The CESCR contains perhaps the most significant global legal source of the right to adequate housing:
‘The States Parties to the present Covenant recognise the right of everyone to an adequate standard of living for himself and his family, including adequate food, clothing and housing, and to the continuous improvement of living conditions. The States Parties will take appropriate steps to ensure the realisation of this right, recognising to this effect the essential importance of international cooperation based on free consent.’
Beyond the problems of housing, perhaps what is most worrying is the condition that house may be in. Imagine, the UN estimates that there are more than a billion persons throughout the world have no access to potable water, and 2.6 billion persons have no access to basic sanitary installations.
These people live in unhealthy and unworthy conditions; millions among them die each year, including some 1.8 million children who die of diarrhoea.
Inadequate housing leads to the violations of numerous human rights in such areas as employment, education, health, social ties and participation in decision-making among others.
For instance, the possibility of earning a living can be severely impaired when a person has been relocated to a place away from employment opportunities.
Besides, if houses and settlements have limited or no safe drinking water and sanitation, their residents may fall seriously ill.
The right to housing can be affected by the extent to which infrastructure and lifestyle services are guaranteed.

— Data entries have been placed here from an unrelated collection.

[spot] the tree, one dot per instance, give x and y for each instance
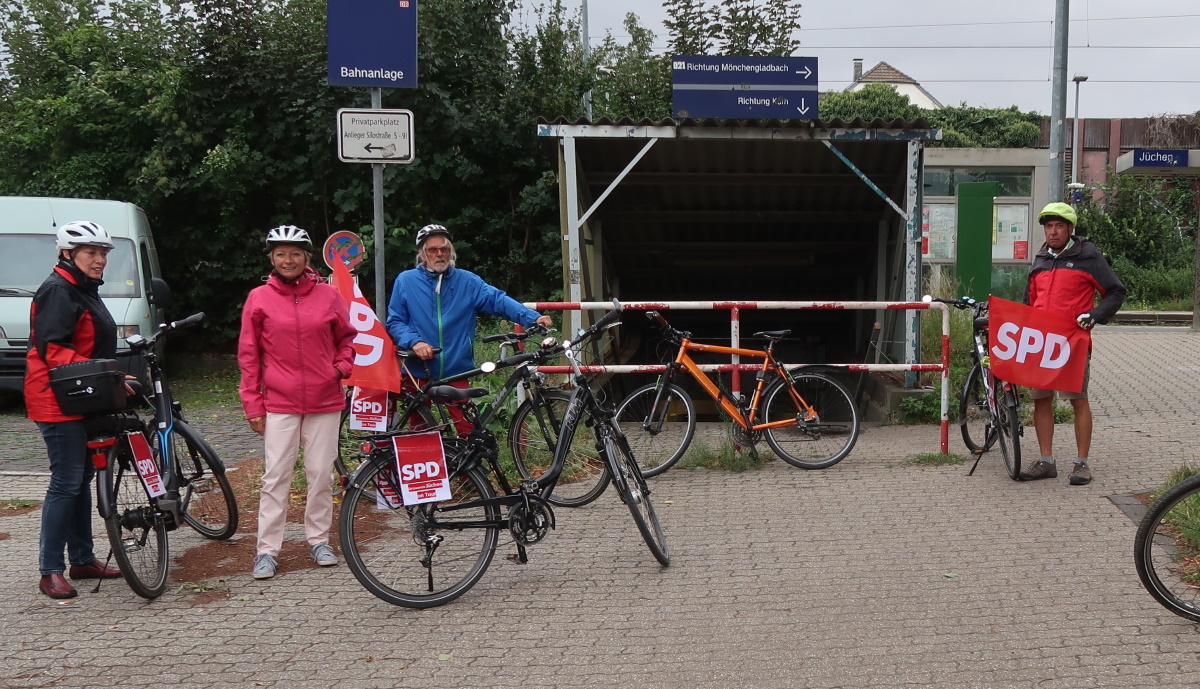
(733, 27)
(873, 101)
(633, 81)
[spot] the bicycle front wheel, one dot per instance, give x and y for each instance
(635, 493)
(349, 443)
(819, 439)
(1008, 421)
(205, 496)
(533, 437)
(418, 556)
(137, 531)
(1167, 549)
(975, 419)
(658, 436)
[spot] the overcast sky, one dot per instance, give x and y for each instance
(1141, 58)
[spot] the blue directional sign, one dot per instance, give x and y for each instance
(372, 43)
(744, 88)
(1159, 159)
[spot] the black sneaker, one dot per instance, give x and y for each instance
(1038, 471)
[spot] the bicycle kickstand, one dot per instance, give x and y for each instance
(978, 455)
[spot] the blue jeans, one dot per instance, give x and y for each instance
(66, 513)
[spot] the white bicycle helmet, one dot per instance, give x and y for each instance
(432, 231)
(83, 233)
(288, 234)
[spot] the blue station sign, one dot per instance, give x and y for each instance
(372, 43)
(744, 88)
(1159, 159)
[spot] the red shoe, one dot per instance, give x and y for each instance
(94, 569)
(54, 586)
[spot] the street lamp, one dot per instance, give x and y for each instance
(1075, 162)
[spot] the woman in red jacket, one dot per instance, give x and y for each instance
(67, 323)
(294, 351)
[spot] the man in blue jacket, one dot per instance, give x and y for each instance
(436, 304)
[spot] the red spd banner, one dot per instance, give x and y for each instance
(375, 355)
(1036, 348)
(421, 468)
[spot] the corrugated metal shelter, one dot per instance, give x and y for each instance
(747, 210)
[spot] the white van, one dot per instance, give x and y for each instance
(28, 227)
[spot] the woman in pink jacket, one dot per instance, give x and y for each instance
(294, 351)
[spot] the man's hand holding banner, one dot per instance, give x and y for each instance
(1036, 348)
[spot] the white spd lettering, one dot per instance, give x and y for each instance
(420, 471)
(375, 349)
(147, 467)
(367, 407)
(1013, 342)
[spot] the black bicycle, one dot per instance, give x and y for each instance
(430, 553)
(1167, 549)
(154, 474)
(989, 408)
(532, 431)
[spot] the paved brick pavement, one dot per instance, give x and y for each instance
(873, 573)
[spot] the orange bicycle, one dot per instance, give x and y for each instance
(808, 418)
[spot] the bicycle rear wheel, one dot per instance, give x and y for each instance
(205, 497)
(975, 419)
(1167, 549)
(137, 531)
(424, 555)
(658, 437)
(635, 493)
(1008, 421)
(585, 475)
(819, 442)
(349, 443)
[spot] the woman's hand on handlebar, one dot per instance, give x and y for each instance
(258, 424)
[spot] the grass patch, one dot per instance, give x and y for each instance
(935, 460)
(725, 457)
(205, 381)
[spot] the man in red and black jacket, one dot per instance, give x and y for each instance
(67, 322)
(1066, 276)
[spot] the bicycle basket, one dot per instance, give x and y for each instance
(89, 388)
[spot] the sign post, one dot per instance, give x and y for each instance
(1174, 162)
(373, 43)
(744, 88)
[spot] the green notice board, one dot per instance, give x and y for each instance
(975, 237)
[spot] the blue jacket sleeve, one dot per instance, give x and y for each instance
(399, 321)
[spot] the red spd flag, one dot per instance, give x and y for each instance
(1036, 348)
(375, 355)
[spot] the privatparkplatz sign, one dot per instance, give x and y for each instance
(744, 88)
(370, 136)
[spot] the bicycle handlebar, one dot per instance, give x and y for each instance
(960, 303)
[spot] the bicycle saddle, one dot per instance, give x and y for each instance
(773, 334)
(443, 394)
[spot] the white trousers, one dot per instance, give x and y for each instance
(285, 435)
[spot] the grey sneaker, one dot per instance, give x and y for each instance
(1039, 469)
(264, 565)
(324, 555)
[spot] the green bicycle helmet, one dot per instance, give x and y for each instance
(1059, 210)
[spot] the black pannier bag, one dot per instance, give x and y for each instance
(89, 388)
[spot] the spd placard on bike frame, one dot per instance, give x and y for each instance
(370, 409)
(148, 468)
(421, 467)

For example, access to the house is most at risk for those denied the right to education, work or social security.
Human rights are interdependent, indivisible and interrelated. Therefore, the violation of the right to housing may affect the enjoyment of a wide range of other human rights and vice versa. Thus, accommodation can be a precondition to assess the satisfaction of several human rights, including the rights to work, health, social security, vote, privacy or education.